Het klopt dat de CEOR vier prioriteiten voorstelt voor de toekomstige ERA. In de voorgestelde
herprioritering zijn de oude prioriteiten onderdeel geworden van breder opgezette
nieuwe prioriteiten. Zo valt bijvoorbeeld internationale samenwerking op het gebied
van onderzoek en innovatie binnen prioriteit twee en gender binnen prioriteit vier.
De Nederlandse beleidsinzet en prioriteiten zoals uiteengezet in de Wetenschapsbrief5 en de Kamerbrief over missiegedreven Topsectoren- en Innovatiebeleid6 passen binnen de voorgestelde prioriteiten. Nederland kijkt daarom positief tegen
deze herprioritering aan. Het zijn echter nog wel zeer brede prioriteiten en Nederland
zet zich ervoor in dat de Commissie meer concrete voorstellen gaat doen en zal daarbij
scherp erop letten dat deze aansluiten bij de hierboven genoemde beleidsinzet.

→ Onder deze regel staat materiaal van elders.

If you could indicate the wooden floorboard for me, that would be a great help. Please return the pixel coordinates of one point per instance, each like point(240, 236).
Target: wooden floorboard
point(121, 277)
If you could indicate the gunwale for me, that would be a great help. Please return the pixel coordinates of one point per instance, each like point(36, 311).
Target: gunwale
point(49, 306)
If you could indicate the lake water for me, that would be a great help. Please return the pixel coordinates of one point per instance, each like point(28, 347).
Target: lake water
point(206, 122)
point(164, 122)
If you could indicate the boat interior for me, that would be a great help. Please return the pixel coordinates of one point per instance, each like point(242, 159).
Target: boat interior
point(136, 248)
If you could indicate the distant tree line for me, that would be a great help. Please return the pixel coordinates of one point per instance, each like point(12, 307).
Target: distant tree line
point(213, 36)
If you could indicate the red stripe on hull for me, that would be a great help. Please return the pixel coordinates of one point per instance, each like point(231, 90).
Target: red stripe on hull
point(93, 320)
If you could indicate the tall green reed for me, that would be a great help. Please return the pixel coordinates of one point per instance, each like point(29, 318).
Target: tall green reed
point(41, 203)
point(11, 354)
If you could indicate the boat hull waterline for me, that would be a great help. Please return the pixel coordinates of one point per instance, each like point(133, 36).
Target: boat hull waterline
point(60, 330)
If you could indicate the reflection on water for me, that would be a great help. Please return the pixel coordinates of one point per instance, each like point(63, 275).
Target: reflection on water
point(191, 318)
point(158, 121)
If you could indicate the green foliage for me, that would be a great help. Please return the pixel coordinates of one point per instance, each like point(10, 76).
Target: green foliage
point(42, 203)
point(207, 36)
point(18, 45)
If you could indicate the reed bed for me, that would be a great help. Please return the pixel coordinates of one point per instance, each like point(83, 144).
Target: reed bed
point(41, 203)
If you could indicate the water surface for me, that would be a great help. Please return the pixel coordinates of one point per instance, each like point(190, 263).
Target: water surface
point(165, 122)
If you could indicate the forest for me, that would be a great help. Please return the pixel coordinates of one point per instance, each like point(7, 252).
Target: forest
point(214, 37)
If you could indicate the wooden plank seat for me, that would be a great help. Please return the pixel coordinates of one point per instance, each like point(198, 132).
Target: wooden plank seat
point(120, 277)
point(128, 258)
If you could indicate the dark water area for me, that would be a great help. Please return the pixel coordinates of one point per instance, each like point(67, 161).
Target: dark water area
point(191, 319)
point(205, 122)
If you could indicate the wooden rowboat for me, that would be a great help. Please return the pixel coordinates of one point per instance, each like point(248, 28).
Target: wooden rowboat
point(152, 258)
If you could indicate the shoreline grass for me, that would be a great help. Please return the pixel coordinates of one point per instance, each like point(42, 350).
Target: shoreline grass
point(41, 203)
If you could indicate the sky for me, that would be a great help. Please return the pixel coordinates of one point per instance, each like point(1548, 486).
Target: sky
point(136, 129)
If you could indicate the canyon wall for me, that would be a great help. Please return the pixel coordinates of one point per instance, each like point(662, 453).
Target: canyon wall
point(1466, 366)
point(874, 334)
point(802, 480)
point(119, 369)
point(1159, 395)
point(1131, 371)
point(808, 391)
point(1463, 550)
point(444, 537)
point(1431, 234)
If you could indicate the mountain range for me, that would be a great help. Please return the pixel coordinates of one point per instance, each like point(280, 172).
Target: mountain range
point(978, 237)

Deze leden lezen over de rol van het onderzoeksprogramma Horizon Europe bij de verwezenlijking
van de Green Deal dat ten minste 35% van de begroting van Horizon Europe zal gaan
naar de financiering van nieuwe klimaatoplossingen. Impliceert «ten minste 35%» dat
dit bedrag nog kan oplopen of is er in dat geval ook sprake van een limiet of bovengrens?
Binnen Horizon Europe is het streven om ten minste 35% van het totale budget te besteden
aan klimaatdoelstellingen. Er is geen bovengrens. Het is mogelijk dat dit percentage
oploopt.
Wat zijn de gevolgen voor de agenda en andere doelstellingen van Horizon Europe.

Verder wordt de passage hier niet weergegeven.